Firms deny RSA-style security breach

A number of organisations have refuted the claim that their systems were compromised by the people behind the RSA SecurID hack, following claims in an article by a respected security journalist.

Computers at over 760 organisations contacted the same command and control servers that were used in the attack that gained access to RSA SecurID information, journalist Brian Krebs said in an article on Monday. Organisations including Facebook, Google, Microsoft, BT, IBM, Verisign and Cisco were affected, according to Krebs.

The article suggested that these organisations may have been compromised — with the caveats that internet service providers may be listed due to infected subscribers, and that security companies on the list may have deliberately infected some of their systems. In addition, it was not clear how many systems in the companies were compromised, for how long, or the nature of any information that was taken, said Krebs.

Krebs obtained the list, which was shared with congressional staff, from an unnamed source. The RSA hackers' command and control infrastructure was overwhelmingly based in China, according to Krebs's information. In October, RSA said that two teams of hackers working for a nation state had perpetrated the attack.

Denials

eBay, which was on the list, is among the companies who have denied that their systems were compromised. "eBay was not compromised in any way," the company said in a statement on Tuesday. "We are reaching out to Krebs, asking for him to correct the post."

Microsoft also said it had not been shown any proof of compromise. "We have not seen any evidence supporting the claim," said Jerry Bryant, group manager for response communications at Microsoft Trustworthy Computing.

Security companies Trend Micro and Team Cymru were listed as having infected systems. Trend Micro told ZDNet UK on Tuesday that it had deliberately infected some systems in order to gather data on the command and control (C&C) infrastructure.

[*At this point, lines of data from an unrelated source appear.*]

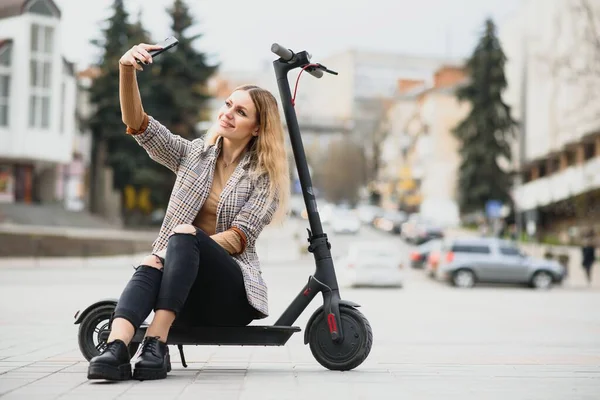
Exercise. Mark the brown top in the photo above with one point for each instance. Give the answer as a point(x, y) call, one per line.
point(136, 119)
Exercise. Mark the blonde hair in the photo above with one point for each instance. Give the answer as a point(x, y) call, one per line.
point(267, 148)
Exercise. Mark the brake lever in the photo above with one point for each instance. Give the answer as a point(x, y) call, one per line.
point(324, 68)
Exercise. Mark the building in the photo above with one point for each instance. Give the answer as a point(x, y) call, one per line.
point(41, 156)
point(421, 156)
point(554, 78)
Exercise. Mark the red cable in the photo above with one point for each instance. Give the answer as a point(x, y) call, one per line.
point(298, 80)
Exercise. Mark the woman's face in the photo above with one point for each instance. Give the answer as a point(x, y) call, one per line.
point(237, 117)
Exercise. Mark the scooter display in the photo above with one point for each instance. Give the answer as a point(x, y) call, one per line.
point(339, 336)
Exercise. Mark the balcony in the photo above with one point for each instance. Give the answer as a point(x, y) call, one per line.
point(559, 186)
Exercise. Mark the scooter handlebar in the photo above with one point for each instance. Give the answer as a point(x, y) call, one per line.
point(286, 55)
point(283, 52)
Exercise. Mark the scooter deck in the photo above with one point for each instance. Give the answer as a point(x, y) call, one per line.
point(224, 336)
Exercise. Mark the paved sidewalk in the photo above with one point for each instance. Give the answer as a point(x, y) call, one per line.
point(431, 341)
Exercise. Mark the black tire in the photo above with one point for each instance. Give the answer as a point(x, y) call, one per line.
point(464, 278)
point(94, 323)
point(542, 280)
point(349, 354)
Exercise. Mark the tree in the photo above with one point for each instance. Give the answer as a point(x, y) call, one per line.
point(179, 94)
point(485, 134)
point(337, 175)
point(105, 122)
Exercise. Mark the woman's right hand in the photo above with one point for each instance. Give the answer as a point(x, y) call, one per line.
point(138, 52)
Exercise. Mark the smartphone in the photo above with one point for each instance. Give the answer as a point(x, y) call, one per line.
point(166, 44)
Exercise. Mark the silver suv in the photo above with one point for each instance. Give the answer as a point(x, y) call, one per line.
point(466, 261)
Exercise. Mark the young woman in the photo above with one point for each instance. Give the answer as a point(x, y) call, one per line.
point(204, 269)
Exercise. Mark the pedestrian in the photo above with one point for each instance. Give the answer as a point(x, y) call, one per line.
point(588, 256)
point(203, 269)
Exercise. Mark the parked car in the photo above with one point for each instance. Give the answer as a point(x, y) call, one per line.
point(367, 213)
point(426, 231)
point(419, 256)
point(345, 221)
point(467, 261)
point(390, 221)
point(371, 264)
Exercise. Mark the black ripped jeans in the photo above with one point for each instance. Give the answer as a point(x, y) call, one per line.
point(200, 282)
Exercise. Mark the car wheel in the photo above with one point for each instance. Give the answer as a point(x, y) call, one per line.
point(463, 278)
point(542, 280)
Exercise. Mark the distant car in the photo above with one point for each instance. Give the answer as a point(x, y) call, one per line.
point(419, 256)
point(426, 231)
point(345, 221)
point(367, 213)
point(467, 261)
point(391, 221)
point(371, 264)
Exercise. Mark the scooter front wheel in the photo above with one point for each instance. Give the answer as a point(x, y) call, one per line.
point(91, 331)
point(351, 351)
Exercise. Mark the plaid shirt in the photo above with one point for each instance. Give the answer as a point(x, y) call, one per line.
point(243, 203)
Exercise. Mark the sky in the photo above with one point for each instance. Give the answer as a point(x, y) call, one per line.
point(238, 33)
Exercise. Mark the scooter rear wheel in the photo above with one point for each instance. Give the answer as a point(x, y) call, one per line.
point(91, 328)
point(352, 351)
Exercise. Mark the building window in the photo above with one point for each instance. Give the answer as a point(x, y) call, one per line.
point(589, 151)
point(5, 61)
point(40, 75)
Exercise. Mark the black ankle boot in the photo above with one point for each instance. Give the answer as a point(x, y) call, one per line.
point(112, 364)
point(154, 362)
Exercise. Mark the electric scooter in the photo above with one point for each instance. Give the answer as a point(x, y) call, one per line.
point(339, 336)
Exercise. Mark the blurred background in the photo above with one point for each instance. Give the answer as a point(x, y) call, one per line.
point(448, 120)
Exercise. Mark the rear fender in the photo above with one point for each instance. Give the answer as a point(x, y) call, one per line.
point(79, 316)
point(318, 311)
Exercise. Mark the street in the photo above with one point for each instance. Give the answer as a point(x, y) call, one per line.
point(431, 340)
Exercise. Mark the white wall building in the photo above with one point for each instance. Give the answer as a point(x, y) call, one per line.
point(38, 94)
point(553, 73)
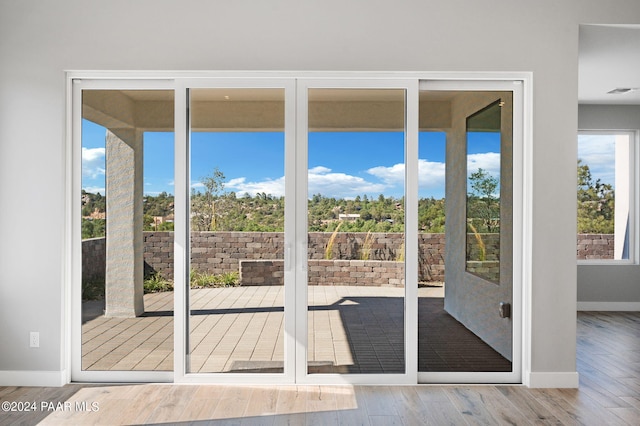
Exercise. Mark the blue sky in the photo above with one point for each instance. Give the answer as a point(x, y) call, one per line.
point(341, 165)
point(599, 153)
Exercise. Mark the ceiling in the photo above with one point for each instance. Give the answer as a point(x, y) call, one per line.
point(609, 58)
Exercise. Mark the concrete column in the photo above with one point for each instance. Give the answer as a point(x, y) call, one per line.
point(124, 245)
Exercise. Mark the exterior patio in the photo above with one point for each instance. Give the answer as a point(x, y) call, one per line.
point(352, 329)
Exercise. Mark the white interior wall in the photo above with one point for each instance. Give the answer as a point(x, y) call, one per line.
point(39, 40)
point(609, 287)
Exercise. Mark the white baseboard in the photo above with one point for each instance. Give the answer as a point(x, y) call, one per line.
point(609, 306)
point(553, 380)
point(33, 378)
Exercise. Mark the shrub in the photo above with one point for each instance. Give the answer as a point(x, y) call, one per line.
point(156, 283)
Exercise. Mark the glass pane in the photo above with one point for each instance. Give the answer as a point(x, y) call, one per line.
point(604, 196)
point(236, 309)
point(356, 231)
point(483, 193)
point(127, 230)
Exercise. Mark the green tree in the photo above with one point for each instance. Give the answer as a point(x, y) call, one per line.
point(205, 206)
point(596, 203)
point(483, 207)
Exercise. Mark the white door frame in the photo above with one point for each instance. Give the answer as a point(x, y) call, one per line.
point(519, 193)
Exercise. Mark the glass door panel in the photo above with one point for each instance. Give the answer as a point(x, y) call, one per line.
point(236, 295)
point(127, 140)
point(355, 265)
point(465, 294)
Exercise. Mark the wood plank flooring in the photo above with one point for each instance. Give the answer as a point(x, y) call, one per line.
point(609, 394)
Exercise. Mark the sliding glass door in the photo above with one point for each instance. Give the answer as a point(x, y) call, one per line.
point(298, 230)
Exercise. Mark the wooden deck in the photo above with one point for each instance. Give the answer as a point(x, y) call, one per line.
point(351, 329)
point(609, 393)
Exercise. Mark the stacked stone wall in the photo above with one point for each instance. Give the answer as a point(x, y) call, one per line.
point(596, 246)
point(221, 252)
point(94, 253)
point(374, 273)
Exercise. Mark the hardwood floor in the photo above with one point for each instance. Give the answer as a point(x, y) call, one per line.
point(609, 394)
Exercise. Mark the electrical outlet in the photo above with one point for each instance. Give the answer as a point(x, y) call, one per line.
point(34, 339)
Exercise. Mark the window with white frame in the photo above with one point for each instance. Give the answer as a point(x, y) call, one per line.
point(606, 196)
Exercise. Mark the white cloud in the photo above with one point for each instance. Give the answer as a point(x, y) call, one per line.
point(321, 180)
point(95, 189)
point(93, 164)
point(272, 187)
point(487, 161)
point(599, 153)
point(431, 174)
point(340, 185)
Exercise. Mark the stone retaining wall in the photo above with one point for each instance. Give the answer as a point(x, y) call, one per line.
point(375, 273)
point(221, 252)
point(596, 246)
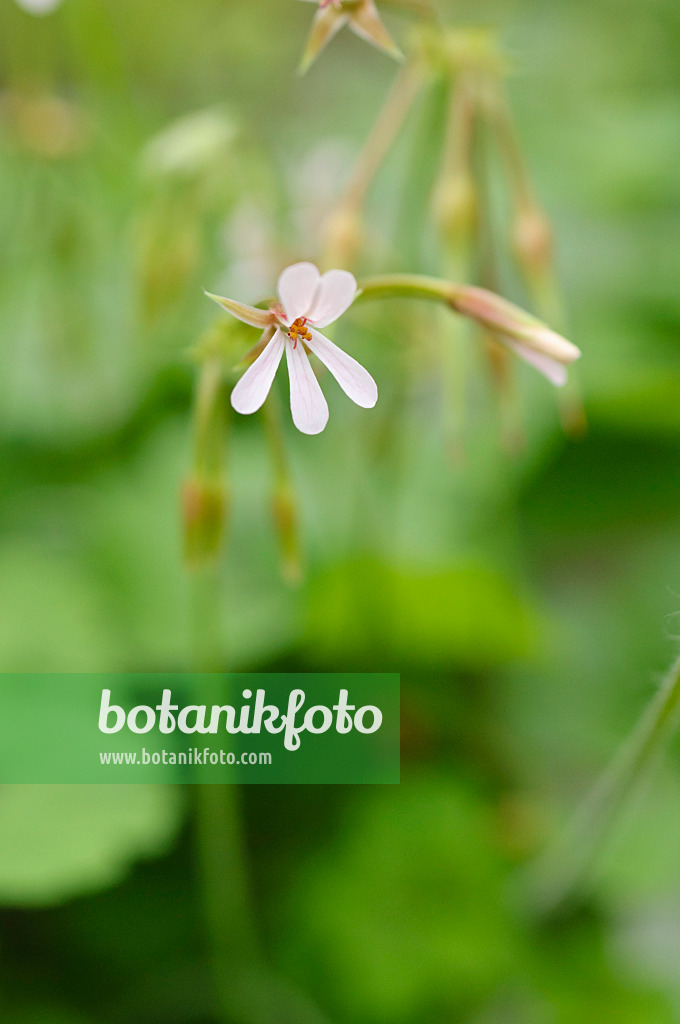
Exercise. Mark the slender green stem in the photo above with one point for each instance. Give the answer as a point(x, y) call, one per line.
point(220, 846)
point(408, 286)
point(563, 868)
point(385, 130)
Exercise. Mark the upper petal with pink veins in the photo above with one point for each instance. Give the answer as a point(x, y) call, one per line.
point(297, 287)
point(335, 293)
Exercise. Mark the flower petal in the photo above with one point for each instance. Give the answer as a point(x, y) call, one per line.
point(296, 288)
point(350, 375)
point(307, 402)
point(252, 389)
point(554, 371)
point(335, 293)
point(249, 314)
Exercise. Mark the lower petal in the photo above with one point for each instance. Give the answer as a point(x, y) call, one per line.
point(554, 371)
point(350, 375)
point(254, 386)
point(307, 402)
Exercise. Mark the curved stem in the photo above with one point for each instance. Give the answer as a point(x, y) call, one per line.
point(562, 869)
point(408, 286)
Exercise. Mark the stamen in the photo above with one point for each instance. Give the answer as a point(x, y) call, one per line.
point(299, 328)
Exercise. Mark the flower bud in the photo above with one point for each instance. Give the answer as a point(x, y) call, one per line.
point(510, 322)
point(343, 235)
point(532, 241)
point(455, 207)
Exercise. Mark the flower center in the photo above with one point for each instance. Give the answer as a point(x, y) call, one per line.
point(299, 329)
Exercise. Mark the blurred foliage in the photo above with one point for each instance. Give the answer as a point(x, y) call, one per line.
point(146, 153)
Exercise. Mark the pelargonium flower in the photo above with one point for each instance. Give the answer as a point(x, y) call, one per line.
point(307, 301)
point(363, 18)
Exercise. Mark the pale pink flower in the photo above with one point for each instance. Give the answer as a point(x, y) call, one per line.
point(308, 300)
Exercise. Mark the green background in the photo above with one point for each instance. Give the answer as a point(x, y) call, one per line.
point(529, 603)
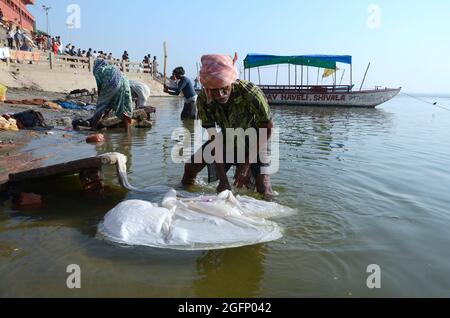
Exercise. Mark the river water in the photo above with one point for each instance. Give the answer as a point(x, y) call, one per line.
point(371, 186)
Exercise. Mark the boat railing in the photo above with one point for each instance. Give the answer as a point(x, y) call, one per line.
point(309, 88)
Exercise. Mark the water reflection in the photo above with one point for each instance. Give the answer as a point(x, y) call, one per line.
point(235, 272)
point(313, 133)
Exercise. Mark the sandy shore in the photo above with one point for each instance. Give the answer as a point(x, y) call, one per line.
point(12, 158)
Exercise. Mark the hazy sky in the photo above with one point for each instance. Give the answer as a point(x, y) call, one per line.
point(406, 41)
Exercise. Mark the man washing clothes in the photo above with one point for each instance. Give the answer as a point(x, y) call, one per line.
point(228, 102)
point(184, 86)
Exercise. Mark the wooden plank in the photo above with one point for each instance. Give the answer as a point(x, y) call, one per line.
point(68, 168)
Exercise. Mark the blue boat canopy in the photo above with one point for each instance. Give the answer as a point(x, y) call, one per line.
point(322, 61)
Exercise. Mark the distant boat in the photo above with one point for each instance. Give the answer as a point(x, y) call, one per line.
point(317, 95)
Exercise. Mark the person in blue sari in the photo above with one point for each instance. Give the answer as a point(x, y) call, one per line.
point(114, 94)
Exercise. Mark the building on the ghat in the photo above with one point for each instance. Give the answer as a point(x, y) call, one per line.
point(16, 11)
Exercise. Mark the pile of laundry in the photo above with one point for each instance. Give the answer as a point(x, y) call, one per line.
point(195, 223)
point(55, 105)
point(7, 123)
point(22, 120)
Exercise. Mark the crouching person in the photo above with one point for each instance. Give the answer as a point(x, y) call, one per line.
point(231, 103)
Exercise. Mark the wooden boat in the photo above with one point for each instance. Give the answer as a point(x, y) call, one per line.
point(317, 95)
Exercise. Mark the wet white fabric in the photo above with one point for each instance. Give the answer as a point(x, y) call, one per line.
point(201, 223)
point(120, 161)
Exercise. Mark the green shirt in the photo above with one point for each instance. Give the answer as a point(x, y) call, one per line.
point(247, 107)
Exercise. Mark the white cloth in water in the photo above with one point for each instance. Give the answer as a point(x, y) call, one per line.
point(4, 53)
point(142, 91)
point(202, 223)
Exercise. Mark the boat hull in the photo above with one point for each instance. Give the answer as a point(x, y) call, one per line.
point(368, 98)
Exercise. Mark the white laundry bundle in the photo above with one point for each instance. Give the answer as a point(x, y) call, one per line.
point(202, 223)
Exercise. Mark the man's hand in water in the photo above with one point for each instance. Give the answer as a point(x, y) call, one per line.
point(243, 173)
point(223, 186)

"The IP addresses listed as having connected to the C&C were all part of our research network, and were connecting to the C&C purely for intelligence gathering, not as a result of any infection," said Trend Micro EMEA director of security research Rik Ferguson.

No methodology

Team Cymru chief executive Rob Thomas said that Krebs had not described the methodology employed to detect the claimed infected systems. Without a scientific recreation of the detection, it's not possible to say whether the listed companies were "victims" or "false positives", said Thomas.

This leaves all 762 of the listed network providers/IT companies scratching their heads with no place to begin researching this.

– Peer 1 spokeswoman

"We have no evidence of compromise related to incidents at RSA or anywhere else," said Thomas. "The source of this data, and those who revealed and posted it, didn't take the time to contact us, or to share incident details with us. Thus we are unable to investigate further. We hope that those who gathered this data will responsibly disclose it to the potential victims."

Hosting company Peer 1, which was on the list, said that Krebs had not posted any timestamps, specific source or destination C&C IP addresses, or information "to help the various providers narrow down this issue".

"This leaves all 762 of the listed network providers/IT companies scratching their heads with no place to begin researching this," said a Peer 1 spokeswoman. "I can confirm that Peer 1 was not compromised."

ISP response

A number of ISPs pointed out that infected machines could belong to network subscribers, rather than to networks themselves.

Virgin Media said that Krebs had not provided much context about the attacks in his article. "Having checked with our security team, we have not been compromised by this or other attacks," said a Virgin Media spokesman.

BT did not comment specifically on the attack that compromised RSA SecurID token data. It did address the fallout of the attack, which was used as a staging post for an attack on defence company Lockheed Martin.

"BT has a layered approach to security, and uses a variety of authentication factors and systems, so is not reliant any single system for security," said a BT spokesperson.

Facebook declined to comment on Krebs' article, but ZDNet UK understands that Facebook has found no evidence that its systems were compromised, and that it constantly monitors for security threats.

Google, IBM, Verisign, and Cisco all declined to comment. Talk Talk said: "We are aware of this claim and are investigating it." Intel and datacentre provider Equinix were considering their responses at the time of writing.